Generative artificial intelligence (AI) is rapidly populating medical records with synthetic content, creating a feedback loop where future models are increasingly at risk of training on uncurated AI-generated data. However, the clinical consequences of this AI-generated data contamination remain unexplored. Here, we show that in the absence of mandatory human verification, this self-referential cycle drives a rapid erosion of pathological variability and diagnostic reliability.

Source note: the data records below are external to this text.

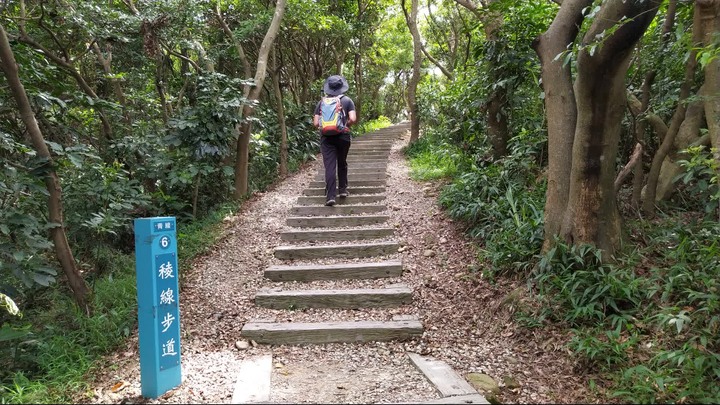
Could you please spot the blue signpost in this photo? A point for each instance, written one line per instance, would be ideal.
(156, 264)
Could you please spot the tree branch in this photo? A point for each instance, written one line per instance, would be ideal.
(436, 63)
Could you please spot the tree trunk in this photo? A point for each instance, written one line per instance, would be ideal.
(561, 109)
(52, 182)
(106, 63)
(496, 106)
(650, 195)
(415, 78)
(243, 145)
(710, 11)
(592, 215)
(281, 117)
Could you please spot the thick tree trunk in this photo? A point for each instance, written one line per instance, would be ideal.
(411, 19)
(592, 215)
(242, 157)
(52, 182)
(561, 109)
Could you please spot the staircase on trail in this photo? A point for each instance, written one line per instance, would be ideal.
(354, 236)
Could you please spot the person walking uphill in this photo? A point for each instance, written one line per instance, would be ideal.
(334, 115)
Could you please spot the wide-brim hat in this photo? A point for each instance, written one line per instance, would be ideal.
(335, 85)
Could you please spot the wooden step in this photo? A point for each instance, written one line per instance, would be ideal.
(360, 170)
(361, 149)
(352, 190)
(345, 251)
(369, 165)
(336, 222)
(311, 210)
(358, 177)
(346, 299)
(296, 333)
(367, 159)
(367, 154)
(313, 272)
(351, 199)
(337, 234)
(353, 183)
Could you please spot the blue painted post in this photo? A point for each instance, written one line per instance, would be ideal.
(156, 265)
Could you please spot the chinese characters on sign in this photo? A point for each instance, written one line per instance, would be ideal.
(167, 309)
(156, 264)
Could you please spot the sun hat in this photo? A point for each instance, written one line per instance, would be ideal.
(335, 85)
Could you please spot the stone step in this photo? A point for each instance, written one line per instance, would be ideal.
(311, 210)
(336, 222)
(297, 333)
(358, 177)
(344, 251)
(343, 271)
(337, 234)
(345, 299)
(351, 199)
(353, 183)
(352, 190)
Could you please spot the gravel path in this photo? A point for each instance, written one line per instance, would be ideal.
(468, 320)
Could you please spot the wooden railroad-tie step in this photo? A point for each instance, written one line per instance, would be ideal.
(336, 222)
(353, 183)
(358, 177)
(343, 271)
(351, 199)
(296, 333)
(312, 210)
(361, 170)
(337, 234)
(358, 250)
(346, 299)
(352, 190)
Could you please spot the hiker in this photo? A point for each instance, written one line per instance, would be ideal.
(334, 115)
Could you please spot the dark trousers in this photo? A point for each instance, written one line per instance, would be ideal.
(334, 150)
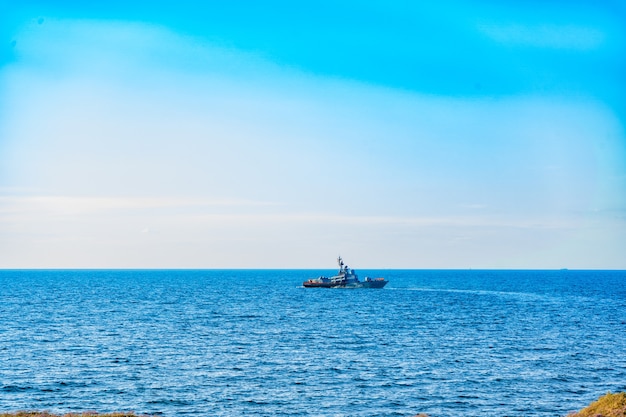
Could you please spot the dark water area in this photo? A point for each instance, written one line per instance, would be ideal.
(255, 342)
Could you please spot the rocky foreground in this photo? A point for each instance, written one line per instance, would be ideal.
(609, 405)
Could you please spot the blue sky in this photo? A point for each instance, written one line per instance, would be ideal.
(275, 134)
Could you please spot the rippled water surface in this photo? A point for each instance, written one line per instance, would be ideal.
(231, 343)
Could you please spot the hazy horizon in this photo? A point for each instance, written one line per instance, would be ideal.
(456, 135)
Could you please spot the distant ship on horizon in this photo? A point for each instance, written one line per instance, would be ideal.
(345, 278)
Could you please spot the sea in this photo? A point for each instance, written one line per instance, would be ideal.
(257, 343)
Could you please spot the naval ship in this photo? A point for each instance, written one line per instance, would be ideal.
(345, 278)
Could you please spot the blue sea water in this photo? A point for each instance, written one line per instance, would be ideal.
(255, 342)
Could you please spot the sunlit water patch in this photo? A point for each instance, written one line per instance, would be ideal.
(224, 343)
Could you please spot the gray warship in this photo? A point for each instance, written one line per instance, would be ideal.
(345, 278)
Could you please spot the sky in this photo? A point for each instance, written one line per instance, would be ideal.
(275, 134)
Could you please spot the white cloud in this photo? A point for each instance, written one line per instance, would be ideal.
(545, 35)
(106, 139)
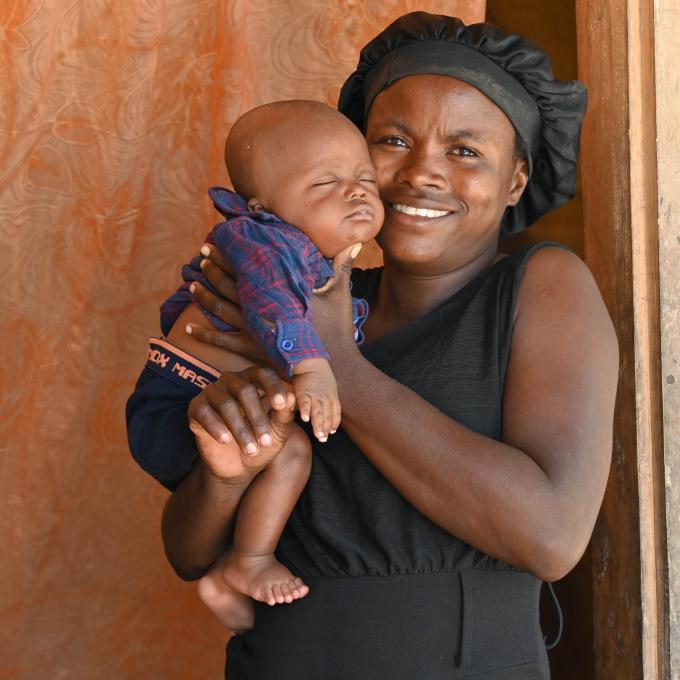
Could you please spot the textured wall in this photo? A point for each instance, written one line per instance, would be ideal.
(112, 118)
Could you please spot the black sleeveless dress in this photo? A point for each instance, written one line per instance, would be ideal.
(392, 595)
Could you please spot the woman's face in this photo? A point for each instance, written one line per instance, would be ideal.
(444, 154)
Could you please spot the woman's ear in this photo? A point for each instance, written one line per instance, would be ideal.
(520, 178)
(255, 205)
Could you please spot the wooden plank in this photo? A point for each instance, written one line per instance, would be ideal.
(642, 111)
(667, 76)
(603, 65)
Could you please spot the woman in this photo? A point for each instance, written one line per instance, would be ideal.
(477, 416)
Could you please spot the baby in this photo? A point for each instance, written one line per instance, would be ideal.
(305, 190)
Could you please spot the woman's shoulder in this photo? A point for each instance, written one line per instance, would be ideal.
(547, 265)
(365, 282)
(555, 279)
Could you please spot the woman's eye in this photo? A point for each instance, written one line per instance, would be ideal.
(464, 151)
(393, 140)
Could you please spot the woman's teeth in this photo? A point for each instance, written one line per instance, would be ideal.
(421, 212)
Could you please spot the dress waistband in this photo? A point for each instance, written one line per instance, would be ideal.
(481, 623)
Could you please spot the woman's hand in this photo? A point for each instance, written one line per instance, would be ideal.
(241, 422)
(332, 306)
(225, 306)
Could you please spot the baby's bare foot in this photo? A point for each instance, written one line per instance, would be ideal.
(235, 610)
(263, 578)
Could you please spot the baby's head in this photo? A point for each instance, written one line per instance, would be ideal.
(308, 164)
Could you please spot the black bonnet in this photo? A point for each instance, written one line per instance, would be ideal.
(515, 74)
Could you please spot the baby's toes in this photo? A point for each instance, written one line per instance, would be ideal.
(278, 595)
(287, 595)
(300, 588)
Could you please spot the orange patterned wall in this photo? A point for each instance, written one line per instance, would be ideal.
(112, 120)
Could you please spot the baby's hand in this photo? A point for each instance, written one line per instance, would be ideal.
(316, 393)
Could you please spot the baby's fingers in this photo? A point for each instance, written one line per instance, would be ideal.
(304, 402)
(321, 420)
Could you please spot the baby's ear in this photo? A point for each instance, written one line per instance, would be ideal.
(255, 205)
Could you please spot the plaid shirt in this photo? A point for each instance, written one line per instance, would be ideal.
(277, 267)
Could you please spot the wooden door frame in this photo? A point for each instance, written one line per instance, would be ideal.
(631, 195)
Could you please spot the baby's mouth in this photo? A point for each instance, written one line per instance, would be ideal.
(365, 211)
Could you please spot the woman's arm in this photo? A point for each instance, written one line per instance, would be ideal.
(531, 499)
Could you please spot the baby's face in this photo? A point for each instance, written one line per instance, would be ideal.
(329, 191)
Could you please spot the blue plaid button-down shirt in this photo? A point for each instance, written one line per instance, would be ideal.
(277, 267)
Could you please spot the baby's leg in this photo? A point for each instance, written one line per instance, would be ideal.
(250, 566)
(235, 610)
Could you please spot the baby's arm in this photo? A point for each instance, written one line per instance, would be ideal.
(316, 393)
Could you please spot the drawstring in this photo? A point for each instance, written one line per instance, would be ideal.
(560, 619)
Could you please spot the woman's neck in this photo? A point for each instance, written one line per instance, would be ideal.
(405, 295)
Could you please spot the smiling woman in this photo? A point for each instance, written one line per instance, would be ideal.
(439, 144)
(434, 513)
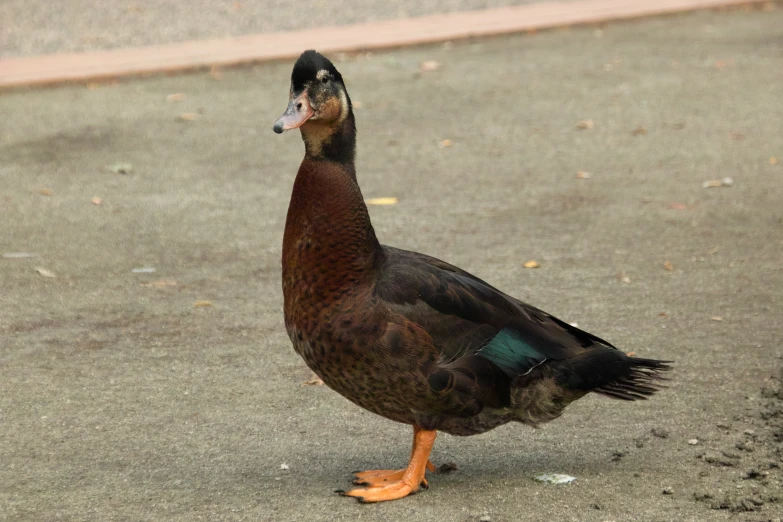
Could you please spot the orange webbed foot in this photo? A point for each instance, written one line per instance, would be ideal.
(383, 477)
(392, 491)
(386, 484)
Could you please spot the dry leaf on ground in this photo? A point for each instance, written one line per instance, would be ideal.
(382, 201)
(313, 381)
(18, 255)
(44, 272)
(121, 168)
(160, 283)
(725, 182)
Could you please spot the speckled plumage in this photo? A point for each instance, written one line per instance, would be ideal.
(408, 336)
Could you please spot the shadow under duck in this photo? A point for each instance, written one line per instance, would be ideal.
(408, 336)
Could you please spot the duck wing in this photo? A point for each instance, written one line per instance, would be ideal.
(486, 340)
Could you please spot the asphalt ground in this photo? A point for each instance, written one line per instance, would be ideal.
(29, 28)
(176, 395)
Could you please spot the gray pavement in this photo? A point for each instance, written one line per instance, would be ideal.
(84, 25)
(122, 400)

By analysing more than 800,000 synthetic data points across clinical text generation, vision-language reporting, and medical image synthesis, we find that models progressively converge toward generic phenotypes regardless of the model architecture. Specifically, rare but critical findings, including pneumothorax and effusions, vanish from the synthetic content generated by AI models, while demographic representations skew heavily toward middle-aged male phenotypes. Crucially, this degradation is masked by false diagnostic confidence; models continue to issue reassuring reports while failing to detect life-threatening pathology, with false reassurance rates tripling to 40%. Blinded physician evaluation confirms that this decoupling of confidence and accuracy renders AI-generated documentation clinically useless after just two generations. We systematically evaluate three mitigation strategies, finding that while synthetic volume scaling fails to prevent collapse, mixing real data with quality-aware filtering effectively preserves diversity. Ultimately, our results suggest that without policy-mandated human oversight, the deployment of generative AI threatens to degrade the very healthcare data ecosystems it relies upon.

翻译：生成式人工智能正迅速将合成内容引入医疗记录，由此形成的反馈循环使得未来模型面临在未经筛选的AI生成数据上训练的风险日益增加。然而，这种AI生成数据污染的临床后果尚未得到充分探究。本文研究表明，在缺乏强制性人工验证的情况下，这种自我指涉的循环会迅速导致病理学变异性和诊断可靠性的衰减。通过分析临床文本生成、视觉语言报告和医学图像合成三大领域超过80万个合成数据点，我们发现无论模型架构如何，模型输出均逐渐趋同于通用表型。具体而言，包括气胸和积液在内的罕见但关键临床表现在AI模型生成的合成内容中消失，而人口统计学表征则严重偏向中年男性表型。至关重要的是，这种性能退化被虚假的诊断置信度所掩盖：模型持续生成看似可靠的报告，却未能检测出危及生命的病理特征，其虚假安抚率攀升至40%，增长达三倍。盲法医师评估证实，置信度与准确性的这种脱节使得AI生成的医疗文档仅经过两代迭代后即丧失临床价值。我们系统评估了三种缓解策略，发现虽然单纯扩大合成数据规模无法避免系统崩溃，但将真实数据与质量感知过滤相结合能有效保持多样性。最终，我们的研究结果表明，若缺乏政策强制要求的人工监督，生成式人工智能的部署将可能损害其赖以生存的医疗数据生态系统本身。